The Next Congress Should Pass A Strong and Enforceable Patients' Bill Of Rights. For a full year, President Clinton has been calling on Congress to pass a strong, enforceable Patients' Bill of Rights that includes: access to specialists, coverage of emergency room services when and where the need arises, continuity of care if an employer switches plans, an internal and independent external appeals process allowing individuals to challenge decisions by HMO accountants, and protections to assure that HMO's are held accountable when patients are harmed or injured due to a health plans' decisions. The Republican Congressional leadership failed to support the President's plan and instead introduced a bill that contained more loopholes than patient protections. The President is urging Americans to elect a Congress that shares his commitment to passing this important legislation.
The Clinton Administration Is Acting To Implement Patient Protections In Federal Health Plans. Today, the Vice President released a report highlighting that agencies working with health plans that cover roughly 85 million Americans have taken all action within their statutory authority to implement patient protections. As a result, these health plans are now, or soon will be, in virtual compliance with the Patients' Bill of Rights. The report documents that:
- Over 9 million federal employees and their dependents will get new patient protections this year. The Office of Personnel Management (OPM) will specifically request that health plans serving over nine million federal employees and their dependents implement new protections to move closer to compliance with the Patients' Bill of Rights. OPM has also issued new regulations to prevent "gag clauses" and is sending information to beneficiaries to ensure they are fully aware of their new patient protections;
- 39 million Medicare beneficiaries are benefitting from critical patient protections. The Department of Health and Human Services (HHS) published an Interim Final rule that includes a series of new patient protections for Medicare beneficiaries, that, when implemented, will bring Medicare into virtual compliance with the Patients' Bill of Rights;
- 38 million Medicaid beneficiaries are being assured essential protections in the Patients' Bill of Rights.

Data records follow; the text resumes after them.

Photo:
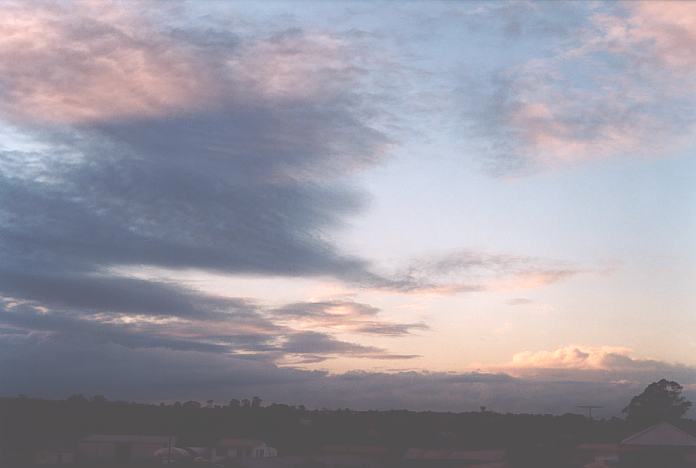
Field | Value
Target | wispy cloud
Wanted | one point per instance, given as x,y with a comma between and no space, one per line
621,85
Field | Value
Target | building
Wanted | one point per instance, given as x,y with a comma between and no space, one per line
232,447
435,458
121,449
53,456
660,445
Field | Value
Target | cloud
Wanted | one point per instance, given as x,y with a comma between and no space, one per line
343,316
472,271
518,301
621,85
35,364
94,62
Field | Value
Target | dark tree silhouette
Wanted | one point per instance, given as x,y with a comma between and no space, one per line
660,401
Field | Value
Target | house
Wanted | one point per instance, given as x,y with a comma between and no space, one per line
415,457
660,445
53,456
232,447
121,449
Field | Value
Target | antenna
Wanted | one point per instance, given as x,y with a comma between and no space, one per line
589,409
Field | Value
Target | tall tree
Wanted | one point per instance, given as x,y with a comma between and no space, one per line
660,401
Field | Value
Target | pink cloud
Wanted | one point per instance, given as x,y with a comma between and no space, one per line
575,106
94,62
102,61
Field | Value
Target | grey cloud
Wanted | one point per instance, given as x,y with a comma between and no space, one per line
44,366
346,315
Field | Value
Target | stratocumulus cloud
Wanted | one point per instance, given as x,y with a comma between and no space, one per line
610,90
136,138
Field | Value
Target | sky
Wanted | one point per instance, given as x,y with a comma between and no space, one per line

The Health Care Financing Administration (HCFA) has published a Notice of Proposed Rulemaking adding new patients' protections for Medicaid beneficiaries to bring the program into compliance with the Patients' Bill of Rights, where possible;
- Over 8 million Americans in the Defense Department's Military Health System (MHS) will receive the protections in the Patients' Bill of Rights by the end of this year;
- Over 3 million veterans are or will soon be assured virtually all patient protections. The Department of Veterans Affairs (DVA) is implementing plans to offer veterans new protections, bringing DVA into virtual compliance with the Patients' Bill of Rights;
- The 125 Million Americans covered by ERISA are not assured critical protections. The Department of Labor, which oversees the Employee Retirement Income Security Act (ERISA), issued a new regulation to implement an expedited internal appeals process and information disclosure requirement; however, the report shows that absent Congressional action to pass legislation, DOL does not have the authority to implement most patient protections.